GOP seeks SEC records on Goldman: By: Mike Allen: Rep. Darrell Issa, the top Republican on the House Oversight committee, is demanding a slew of documents from the Securities and Exchange Commission, asserting that the timing of civil charges against Goldman Sachs raises “serious questions about the commission’s independence and impartiality.” Issa’s letter, addressed to SEC Chairwoman Mary Schapiro and signed by eight other House Republicans, asks whether the commission had any contact about the case, prior to its public release, with White House aides, Democratic Party committee officials, or members of Congress or their staff. “[W]e are concerned that politics have unduly influenced the decision and timing of the commission’s controversial enforcement action against Goldman,” Issa writes. Issa implied that the timing was a bit too convenient, saying President Barack Obama’s push on Wall Street reform “neatly coincided with the commission’s announcement of the suit.”

SEC spokesman John Nester said.... "[T]he Commission doesn't coordinate its enforcement actions with the White House, Congress, or political committees.

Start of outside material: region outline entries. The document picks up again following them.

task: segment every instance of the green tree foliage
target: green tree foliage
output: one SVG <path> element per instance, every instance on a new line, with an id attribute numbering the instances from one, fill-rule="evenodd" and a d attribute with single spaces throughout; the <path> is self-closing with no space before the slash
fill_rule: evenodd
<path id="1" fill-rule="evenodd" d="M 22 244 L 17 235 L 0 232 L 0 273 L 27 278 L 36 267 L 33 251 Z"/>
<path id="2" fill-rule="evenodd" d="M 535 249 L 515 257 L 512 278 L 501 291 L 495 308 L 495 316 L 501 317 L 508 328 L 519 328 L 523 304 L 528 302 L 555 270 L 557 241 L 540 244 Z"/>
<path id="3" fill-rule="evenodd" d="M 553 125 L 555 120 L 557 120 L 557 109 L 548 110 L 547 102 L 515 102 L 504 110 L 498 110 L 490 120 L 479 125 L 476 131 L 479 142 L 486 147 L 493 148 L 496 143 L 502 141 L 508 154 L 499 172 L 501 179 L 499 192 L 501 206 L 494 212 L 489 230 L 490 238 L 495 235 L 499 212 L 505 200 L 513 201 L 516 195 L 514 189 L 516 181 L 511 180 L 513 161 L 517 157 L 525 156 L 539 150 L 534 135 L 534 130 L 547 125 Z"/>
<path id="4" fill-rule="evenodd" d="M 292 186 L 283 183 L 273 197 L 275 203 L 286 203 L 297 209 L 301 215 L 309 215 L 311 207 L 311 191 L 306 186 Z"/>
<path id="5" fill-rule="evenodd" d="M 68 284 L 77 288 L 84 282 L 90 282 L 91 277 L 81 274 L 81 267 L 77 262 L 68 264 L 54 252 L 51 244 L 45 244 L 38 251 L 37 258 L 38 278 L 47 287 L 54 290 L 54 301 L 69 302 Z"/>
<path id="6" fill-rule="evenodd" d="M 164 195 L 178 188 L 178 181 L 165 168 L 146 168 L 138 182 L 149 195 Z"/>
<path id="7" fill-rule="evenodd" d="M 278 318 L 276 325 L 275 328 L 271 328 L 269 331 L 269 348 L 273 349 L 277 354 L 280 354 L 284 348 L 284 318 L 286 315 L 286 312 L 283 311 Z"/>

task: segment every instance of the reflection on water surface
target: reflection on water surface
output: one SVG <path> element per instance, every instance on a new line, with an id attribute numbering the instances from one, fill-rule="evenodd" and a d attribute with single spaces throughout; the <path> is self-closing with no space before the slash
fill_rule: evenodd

Regulatory reform has been pending for the past year. We have brought many cases..."

White House press secretary Robert Gibbs has dismissed the connection Issa was trying to make. “The SEC doesn’t notify the White House of its enforcement actions and certainly didn’t do so in this case," Gibbs said Monday. "[I]t’s not as if the president began talking about financial reform sometime on Friday afternoon.” And White House chief of staff Rahm Emanuel told Charlie Rose on Monday: “[E]verybody at the White House found out like everybody else, when it hit the news...."

The 1,000-word letter, with 11 footnotes, also demands that the SEC:

identify all known communications by any commission employee or employees with The New York Times or other news outlets.... [T]he events of the past five days have fueled legitimate suspicion on the part of the American people that the commission has attempted to assist the White House, the Democratic Party, and Congressional Democrats by timing the suit to coincide with the Senate’s consideration of financial regulatory legislation, or by providing Democrats with advance notice...

Why oh why can't we have a better press corps?